A Reforma da Previdência, está sendo pautada desde o governo Temer, onde este apresentou uma versão bastante rígida, com a idade mínima de 65 anos para ambos os sexos. Ontem o presidente Jair Bolsonaro (PSL) chegou a uma decisão sobre a questão que estava sendo esperada por todos, e declarou que a idade mínima será de 62 anos (mulheres) e 65 anos (homens).

O mercado financeiro ficou eufórico pois a medida é um ponto muito importante para diminuir os gastos públicos que é o objetivo do ministro Paulo Guedes e também para atrair investidores estrangeiros. Especialistas avaliam os impactos dessa medida, reforçando que ainda faltam outros pontos a serem decididos.

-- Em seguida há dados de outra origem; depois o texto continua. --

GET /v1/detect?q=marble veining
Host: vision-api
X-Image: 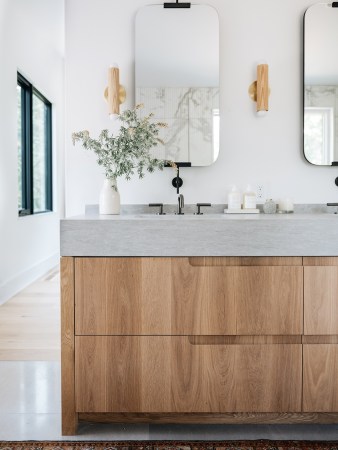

[136,87,219,166]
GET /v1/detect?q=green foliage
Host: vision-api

[72,105,174,185]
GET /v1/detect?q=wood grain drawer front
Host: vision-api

[303,344,338,412]
[75,336,302,413]
[304,266,338,335]
[75,258,303,335]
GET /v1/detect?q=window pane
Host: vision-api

[16,85,23,210]
[33,94,47,212]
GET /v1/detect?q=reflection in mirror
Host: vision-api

[304,3,338,165]
[135,3,219,166]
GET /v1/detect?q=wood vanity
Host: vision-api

[61,256,338,435]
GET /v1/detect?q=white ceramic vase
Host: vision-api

[99,179,121,214]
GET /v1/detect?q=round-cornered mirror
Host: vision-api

[304,2,338,166]
[135,3,219,166]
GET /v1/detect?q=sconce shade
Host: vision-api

[257,64,269,112]
[108,66,120,115]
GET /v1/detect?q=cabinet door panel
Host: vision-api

[75,258,303,335]
[76,336,302,413]
[303,344,338,412]
[75,258,171,335]
[304,266,338,335]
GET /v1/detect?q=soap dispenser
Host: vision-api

[243,184,256,209]
[228,186,242,210]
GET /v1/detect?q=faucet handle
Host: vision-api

[194,203,211,216]
[326,203,338,214]
[149,203,165,216]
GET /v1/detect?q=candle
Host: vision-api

[278,198,294,212]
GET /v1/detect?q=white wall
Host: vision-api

[0,0,64,303]
[66,0,338,215]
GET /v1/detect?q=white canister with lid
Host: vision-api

[243,184,256,209]
[228,186,242,210]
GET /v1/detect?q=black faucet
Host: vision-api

[176,194,184,215]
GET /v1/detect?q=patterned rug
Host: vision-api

[0,440,338,450]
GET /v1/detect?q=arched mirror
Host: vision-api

[135,3,219,166]
[304,2,338,166]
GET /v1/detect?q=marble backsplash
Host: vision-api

[136,87,219,166]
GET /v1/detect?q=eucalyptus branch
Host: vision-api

[72,104,177,185]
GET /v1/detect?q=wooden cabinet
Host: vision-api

[303,344,338,412]
[304,258,338,335]
[303,258,338,412]
[61,257,338,435]
[75,336,302,413]
[75,258,303,335]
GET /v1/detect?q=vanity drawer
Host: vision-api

[75,336,302,413]
[75,258,303,335]
[304,264,338,335]
[303,344,338,412]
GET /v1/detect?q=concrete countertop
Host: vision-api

[61,207,338,256]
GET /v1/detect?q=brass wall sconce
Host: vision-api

[104,63,126,119]
[249,64,270,116]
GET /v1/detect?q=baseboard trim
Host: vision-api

[79,412,338,424]
[0,253,60,305]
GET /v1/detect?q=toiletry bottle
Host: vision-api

[228,186,242,210]
[243,184,256,209]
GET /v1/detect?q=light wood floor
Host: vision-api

[0,268,60,361]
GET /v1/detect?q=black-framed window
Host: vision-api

[17,73,53,216]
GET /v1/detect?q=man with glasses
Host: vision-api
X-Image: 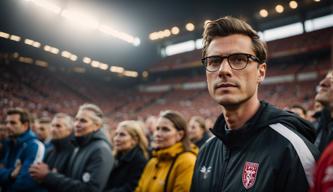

[191,17,318,192]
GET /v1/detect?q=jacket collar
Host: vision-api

[16,128,36,144]
[211,102,268,148]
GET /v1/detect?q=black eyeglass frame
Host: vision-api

[201,53,263,72]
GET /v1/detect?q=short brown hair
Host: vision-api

[160,110,191,151]
[6,107,30,127]
[202,16,267,63]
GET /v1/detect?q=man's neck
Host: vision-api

[223,98,260,129]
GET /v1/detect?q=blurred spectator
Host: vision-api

[289,105,307,119]
[135,111,198,192]
[188,116,209,148]
[315,70,333,152]
[30,104,114,192]
[0,108,45,191]
[106,121,148,192]
[29,113,74,191]
[36,117,52,150]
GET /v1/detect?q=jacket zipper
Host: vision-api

[218,146,230,191]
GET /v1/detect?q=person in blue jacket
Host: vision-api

[0,108,45,191]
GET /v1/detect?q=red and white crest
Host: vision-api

[242,161,259,189]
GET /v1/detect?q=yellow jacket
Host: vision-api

[135,143,198,192]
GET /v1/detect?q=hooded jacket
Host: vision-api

[43,130,114,192]
[0,129,45,191]
[135,143,198,192]
[191,102,318,192]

“No contexto da reforma da previdência, as idades mínimas de 62 anos para mulheres e 65 anos para homens, tal como proposto pelo presidente Bolsonaro, representam melhorias frente a situação atual do sistema de aposentadorias. Ainda assim, são critérios menos rígidos do que o almejado pela equipe econômica (65 anos para ambos os sexos).

E o período de transição proposto por Bolsonaro (12 anos) também difere do idealizado pelo ministério da economia (10 anos). Em princípio, portanto, o impacto fiscal tende a ser inferior ao projetado pela equipe econômica. Mas, vale notar que ainda faltam mais detalhes sobre o projeto total da previdência”, explica o Economista-Chefe da DMI Group, Daniel Xavier.

“O mercado financeiro, que sempre precifica antes do fato acontecer ficou surpreso com a proposta mais rígida em relação a reforma da previdência. Imaginava-se que seria algo mais gradual, mas o Presidente Bolsonaro deixou claro que adotará uma política de austeridade fiscal firme.

O dólar caiu bem no final do último pregão e continua sua queda no dia de hoje. Porém, alguns fatores ainda atrapalham um pouco o cenário, como a crise política envolvendo o Ministro da Secretaria Geral e a guerra comercial entre China e EUA”, ressalta Fernando Bergallo, Diretor de Câmbio da FB Capital.

“O mercado se surpreendeu com a proposta do governo que será enviada ao Congresso em relação à Reforma da Previdência. Isso deve impactar principalmente o investidor estrangeiro. Porém, esta precisa efetivamente ser aprovada e o Presidente tem a missão de não deixar a crise Bebianno contaminar sua gestão e atrapalhar a votação na câmara. Os deputados podem usar a atual crise como moeda de troca”, finaliza Daniela Casabona, Sócia-Diretora da FB Wealth.